2. L’homme politique doit considérer qu’il a affaire à une communauté d’homme et non à de simples choses

Dans les faits, les moyens les plus efficaces sont presque évidents à opter tant qu’il s’agit de choses, mais la politique traite des êtres qui ont une sensibilité métaphysique non négligeable : le sens des valeurs. Les hommes ne vivent pas et ne meurent pas pour ce qui serait de pures conditions matérielles, mais pour des valeurs. Sans ce sens, rien ne nous motiverait à une société plus juste et plus digne de gouverner des êtres perfectibles. On peut penser que le résultat compte plus aux yeux du peuple que les moyens. Mais il ne s’agit pas d’une réalité en soi. Il ne s’agit toujours que d’un idéal, celui d’un esprit conditionné par la culture de la performance technique, pareil à un esprit conditionné par la culture de l’excellence morale humaine. À cet égard, l’homme politique doit se demander à quoi il aspire à être dans son entreprise.
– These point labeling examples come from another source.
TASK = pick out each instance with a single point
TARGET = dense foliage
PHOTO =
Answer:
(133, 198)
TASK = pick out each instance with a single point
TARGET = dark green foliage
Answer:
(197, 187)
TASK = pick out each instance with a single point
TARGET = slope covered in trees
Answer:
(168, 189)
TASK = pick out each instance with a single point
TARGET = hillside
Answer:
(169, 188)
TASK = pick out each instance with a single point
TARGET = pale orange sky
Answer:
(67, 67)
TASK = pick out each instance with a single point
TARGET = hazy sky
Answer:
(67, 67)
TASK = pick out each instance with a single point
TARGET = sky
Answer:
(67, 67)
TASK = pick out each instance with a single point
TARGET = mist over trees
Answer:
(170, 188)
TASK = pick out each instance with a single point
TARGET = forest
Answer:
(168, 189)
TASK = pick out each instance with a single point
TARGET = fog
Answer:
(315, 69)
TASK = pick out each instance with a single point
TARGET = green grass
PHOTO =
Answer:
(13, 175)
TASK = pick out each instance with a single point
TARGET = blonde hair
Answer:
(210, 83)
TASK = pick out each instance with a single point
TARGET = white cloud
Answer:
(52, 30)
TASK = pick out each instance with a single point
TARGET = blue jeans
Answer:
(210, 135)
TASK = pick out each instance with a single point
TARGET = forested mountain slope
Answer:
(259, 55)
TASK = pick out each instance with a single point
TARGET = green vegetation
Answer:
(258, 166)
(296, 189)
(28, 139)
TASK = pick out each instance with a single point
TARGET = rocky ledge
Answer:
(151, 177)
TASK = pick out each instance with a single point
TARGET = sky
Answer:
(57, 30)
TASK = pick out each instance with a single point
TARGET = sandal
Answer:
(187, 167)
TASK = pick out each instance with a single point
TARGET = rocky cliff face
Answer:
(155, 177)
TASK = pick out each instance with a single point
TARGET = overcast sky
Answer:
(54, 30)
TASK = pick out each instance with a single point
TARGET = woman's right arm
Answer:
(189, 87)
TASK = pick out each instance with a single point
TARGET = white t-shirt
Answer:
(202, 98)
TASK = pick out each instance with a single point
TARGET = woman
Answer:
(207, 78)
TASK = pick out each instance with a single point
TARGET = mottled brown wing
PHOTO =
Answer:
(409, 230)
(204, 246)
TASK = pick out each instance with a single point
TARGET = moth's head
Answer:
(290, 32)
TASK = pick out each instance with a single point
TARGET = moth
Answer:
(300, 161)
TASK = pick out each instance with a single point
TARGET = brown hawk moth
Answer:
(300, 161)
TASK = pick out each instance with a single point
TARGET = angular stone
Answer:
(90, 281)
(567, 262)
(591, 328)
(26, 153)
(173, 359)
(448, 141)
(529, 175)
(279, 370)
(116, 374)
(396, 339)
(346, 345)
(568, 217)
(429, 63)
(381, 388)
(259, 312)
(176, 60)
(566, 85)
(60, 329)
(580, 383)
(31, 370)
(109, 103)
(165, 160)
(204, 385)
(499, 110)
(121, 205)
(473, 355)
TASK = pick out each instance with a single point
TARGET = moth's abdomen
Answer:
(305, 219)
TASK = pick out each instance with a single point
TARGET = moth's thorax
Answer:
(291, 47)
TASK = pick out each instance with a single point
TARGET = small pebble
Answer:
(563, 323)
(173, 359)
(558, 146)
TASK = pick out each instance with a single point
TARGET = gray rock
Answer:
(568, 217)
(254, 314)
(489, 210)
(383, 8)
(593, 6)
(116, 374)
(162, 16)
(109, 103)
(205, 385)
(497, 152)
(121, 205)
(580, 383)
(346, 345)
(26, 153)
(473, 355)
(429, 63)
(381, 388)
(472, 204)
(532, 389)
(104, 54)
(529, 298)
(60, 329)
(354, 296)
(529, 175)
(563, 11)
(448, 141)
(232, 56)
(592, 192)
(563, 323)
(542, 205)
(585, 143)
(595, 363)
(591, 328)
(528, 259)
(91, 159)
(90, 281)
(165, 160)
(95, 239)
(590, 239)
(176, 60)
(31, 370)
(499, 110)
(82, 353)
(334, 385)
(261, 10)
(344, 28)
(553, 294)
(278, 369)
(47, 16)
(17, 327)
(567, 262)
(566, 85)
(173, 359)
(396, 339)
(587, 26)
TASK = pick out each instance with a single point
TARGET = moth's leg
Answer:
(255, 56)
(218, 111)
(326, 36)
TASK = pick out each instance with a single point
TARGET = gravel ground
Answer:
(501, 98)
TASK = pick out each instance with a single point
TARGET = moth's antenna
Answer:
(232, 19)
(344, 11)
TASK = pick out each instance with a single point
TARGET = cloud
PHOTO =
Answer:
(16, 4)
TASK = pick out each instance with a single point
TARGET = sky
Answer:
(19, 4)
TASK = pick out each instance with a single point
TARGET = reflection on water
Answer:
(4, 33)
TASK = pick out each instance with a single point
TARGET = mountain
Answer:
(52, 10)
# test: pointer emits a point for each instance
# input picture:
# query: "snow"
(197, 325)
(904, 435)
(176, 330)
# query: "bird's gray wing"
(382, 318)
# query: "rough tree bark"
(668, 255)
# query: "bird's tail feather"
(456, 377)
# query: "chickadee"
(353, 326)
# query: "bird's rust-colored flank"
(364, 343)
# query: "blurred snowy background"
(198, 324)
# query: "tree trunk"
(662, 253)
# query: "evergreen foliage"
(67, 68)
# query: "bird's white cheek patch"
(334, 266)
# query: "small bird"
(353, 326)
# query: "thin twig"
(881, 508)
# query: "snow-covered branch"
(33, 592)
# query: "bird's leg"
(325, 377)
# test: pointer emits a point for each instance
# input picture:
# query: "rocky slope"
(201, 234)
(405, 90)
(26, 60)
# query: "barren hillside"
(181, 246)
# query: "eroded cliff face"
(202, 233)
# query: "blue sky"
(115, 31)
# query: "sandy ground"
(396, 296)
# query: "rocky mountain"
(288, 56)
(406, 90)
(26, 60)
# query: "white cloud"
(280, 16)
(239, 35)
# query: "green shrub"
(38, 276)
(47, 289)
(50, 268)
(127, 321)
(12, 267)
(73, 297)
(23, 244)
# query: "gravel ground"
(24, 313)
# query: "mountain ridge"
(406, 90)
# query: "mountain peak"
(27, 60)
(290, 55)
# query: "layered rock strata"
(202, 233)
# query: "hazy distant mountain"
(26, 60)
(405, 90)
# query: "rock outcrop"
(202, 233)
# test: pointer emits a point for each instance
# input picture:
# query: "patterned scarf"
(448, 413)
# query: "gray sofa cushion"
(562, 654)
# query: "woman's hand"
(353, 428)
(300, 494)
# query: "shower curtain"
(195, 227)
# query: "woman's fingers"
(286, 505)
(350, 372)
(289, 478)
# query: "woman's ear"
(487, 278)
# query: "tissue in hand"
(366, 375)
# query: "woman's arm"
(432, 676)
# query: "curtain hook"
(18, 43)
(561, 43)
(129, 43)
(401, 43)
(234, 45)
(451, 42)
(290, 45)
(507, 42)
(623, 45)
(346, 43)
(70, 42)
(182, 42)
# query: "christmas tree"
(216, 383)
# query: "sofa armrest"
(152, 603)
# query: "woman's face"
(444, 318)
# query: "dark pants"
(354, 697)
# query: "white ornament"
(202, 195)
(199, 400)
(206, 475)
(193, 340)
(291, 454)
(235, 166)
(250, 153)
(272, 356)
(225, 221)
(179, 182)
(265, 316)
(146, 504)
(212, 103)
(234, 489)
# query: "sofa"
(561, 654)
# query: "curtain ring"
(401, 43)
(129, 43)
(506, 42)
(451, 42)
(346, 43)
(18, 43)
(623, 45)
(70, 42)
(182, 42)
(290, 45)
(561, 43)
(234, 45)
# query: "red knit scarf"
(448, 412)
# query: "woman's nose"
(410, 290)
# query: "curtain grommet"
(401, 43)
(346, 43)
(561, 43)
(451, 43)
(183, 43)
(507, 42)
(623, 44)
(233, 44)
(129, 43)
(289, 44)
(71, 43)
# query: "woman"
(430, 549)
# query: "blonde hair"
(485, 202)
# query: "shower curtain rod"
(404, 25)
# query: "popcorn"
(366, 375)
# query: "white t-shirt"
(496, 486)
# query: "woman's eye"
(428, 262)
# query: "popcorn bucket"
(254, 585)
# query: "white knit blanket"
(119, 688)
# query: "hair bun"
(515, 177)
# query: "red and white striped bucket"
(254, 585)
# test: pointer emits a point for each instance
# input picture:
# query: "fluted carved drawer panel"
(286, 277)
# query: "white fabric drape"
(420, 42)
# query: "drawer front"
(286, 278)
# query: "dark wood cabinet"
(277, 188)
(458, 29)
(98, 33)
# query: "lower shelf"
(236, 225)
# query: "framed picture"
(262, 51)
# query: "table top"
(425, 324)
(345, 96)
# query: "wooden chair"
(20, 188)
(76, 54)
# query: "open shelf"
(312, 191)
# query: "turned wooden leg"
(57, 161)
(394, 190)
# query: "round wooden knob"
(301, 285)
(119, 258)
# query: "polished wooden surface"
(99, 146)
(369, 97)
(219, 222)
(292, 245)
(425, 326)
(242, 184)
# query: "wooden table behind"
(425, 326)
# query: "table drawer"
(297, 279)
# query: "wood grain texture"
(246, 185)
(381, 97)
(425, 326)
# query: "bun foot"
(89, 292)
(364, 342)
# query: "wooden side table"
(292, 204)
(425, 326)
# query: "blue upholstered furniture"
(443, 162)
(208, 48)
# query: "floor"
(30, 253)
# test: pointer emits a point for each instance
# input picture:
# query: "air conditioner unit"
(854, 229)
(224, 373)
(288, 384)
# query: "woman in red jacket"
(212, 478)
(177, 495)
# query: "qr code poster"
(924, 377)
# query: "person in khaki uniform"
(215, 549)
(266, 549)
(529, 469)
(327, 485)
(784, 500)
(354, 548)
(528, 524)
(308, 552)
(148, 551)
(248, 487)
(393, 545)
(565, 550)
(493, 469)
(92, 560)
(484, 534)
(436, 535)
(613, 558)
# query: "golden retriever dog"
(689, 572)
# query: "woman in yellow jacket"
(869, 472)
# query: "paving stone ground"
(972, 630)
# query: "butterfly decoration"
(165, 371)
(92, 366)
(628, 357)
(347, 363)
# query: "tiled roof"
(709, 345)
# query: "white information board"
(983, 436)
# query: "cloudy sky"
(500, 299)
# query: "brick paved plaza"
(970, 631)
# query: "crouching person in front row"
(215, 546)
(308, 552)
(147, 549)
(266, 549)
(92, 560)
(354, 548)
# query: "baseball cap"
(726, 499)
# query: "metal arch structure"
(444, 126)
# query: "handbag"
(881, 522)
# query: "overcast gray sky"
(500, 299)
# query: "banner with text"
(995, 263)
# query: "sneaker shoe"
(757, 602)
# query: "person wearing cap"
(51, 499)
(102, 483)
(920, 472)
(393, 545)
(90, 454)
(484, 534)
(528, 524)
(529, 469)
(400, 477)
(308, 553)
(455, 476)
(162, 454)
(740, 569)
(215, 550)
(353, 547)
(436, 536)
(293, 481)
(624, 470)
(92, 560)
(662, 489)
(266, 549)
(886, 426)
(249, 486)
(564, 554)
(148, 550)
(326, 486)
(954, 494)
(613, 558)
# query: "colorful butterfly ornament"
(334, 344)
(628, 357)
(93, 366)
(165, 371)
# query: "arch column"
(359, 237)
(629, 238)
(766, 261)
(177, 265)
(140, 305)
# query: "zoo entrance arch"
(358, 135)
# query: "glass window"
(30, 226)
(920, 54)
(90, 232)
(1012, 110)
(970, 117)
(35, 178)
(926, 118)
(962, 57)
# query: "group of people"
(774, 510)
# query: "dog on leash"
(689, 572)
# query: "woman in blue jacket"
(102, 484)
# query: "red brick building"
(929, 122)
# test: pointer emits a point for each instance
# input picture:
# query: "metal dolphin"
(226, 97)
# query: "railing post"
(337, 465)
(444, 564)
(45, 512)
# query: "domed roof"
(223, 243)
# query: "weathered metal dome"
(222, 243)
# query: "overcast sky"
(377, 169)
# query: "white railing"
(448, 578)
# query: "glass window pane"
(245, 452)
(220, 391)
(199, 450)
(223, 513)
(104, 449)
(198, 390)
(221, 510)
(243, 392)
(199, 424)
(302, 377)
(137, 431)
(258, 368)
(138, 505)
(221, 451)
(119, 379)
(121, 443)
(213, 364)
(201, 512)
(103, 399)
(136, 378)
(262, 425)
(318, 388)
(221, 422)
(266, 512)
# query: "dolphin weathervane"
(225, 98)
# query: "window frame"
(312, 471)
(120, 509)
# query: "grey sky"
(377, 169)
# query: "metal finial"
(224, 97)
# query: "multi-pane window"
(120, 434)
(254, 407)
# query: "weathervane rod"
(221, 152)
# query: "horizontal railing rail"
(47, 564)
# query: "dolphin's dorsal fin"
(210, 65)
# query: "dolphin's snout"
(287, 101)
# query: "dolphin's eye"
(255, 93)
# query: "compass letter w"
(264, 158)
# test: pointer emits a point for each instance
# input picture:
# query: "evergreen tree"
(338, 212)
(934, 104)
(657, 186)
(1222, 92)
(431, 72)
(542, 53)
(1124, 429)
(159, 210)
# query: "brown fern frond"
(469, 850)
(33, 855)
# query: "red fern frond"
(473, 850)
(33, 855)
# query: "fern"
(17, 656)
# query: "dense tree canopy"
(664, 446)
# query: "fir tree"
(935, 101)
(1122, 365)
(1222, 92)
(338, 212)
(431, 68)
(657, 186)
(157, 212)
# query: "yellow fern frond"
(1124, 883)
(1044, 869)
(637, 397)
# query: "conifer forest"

Il est vrai que choisir une conduite vertueuse plutôt qu’une conduite pragmatique est naïf à l’égard du monde fondamentalement amoral de la politique. Toutefois, un homme politique qui ne suit que la voie de l’efficacité déshumanise l’activité politique. Il ne s’agit pas de gérer des entités mécaniques, il s’agit de favoriser l’espace d’épanouissement de notre humanité qui se doit être une société humaine.

Conclusion

En résumé, il nous a paru que l’homme politique se devait de servir le peuple étant donné que la politique se doit être de l’ordre de l’intérêt public. Ce dernier est la raison pour laquelle le peuple sacrifie sa liberté individuelle. Puis comme le pouvoir dont il est investi est rendu légitime par des fondements en quoi le peuple croit, il doit à celui-ci leur respect. Toutefois, que l’homme politique ait pour objectif de mieux servir le peuple ou non, il doit dépasser la considération de devoir quelque chose à ce dernier. Il ne doit pas toujours se soucier des attentes du peuple, car les conditions réelles ne permettent pas toujours de les satisfaire. En ce sens, l’homme politique devrait être un homme d’action dans le sens où il doit savoir saisir les opportunités que présentent les événements. Pourtant, bien que la réussite politique demande d’être amorale, l’homme politique ne devrait pas vouloir l’efficacité à tout prix. Le fait est que cet état d’esprit peut lui faire perdre facilement son autonomie. Habitué au souci du pragmatisme, il ne considère plus de réfléchir à des compromis raisonnables. Puis fondamentalement, il doit avoir le sens des valeurs et réfléchir avec eux, car ceux-ci sont au cœur des motivations du développement humain que la société devrait promouvoir.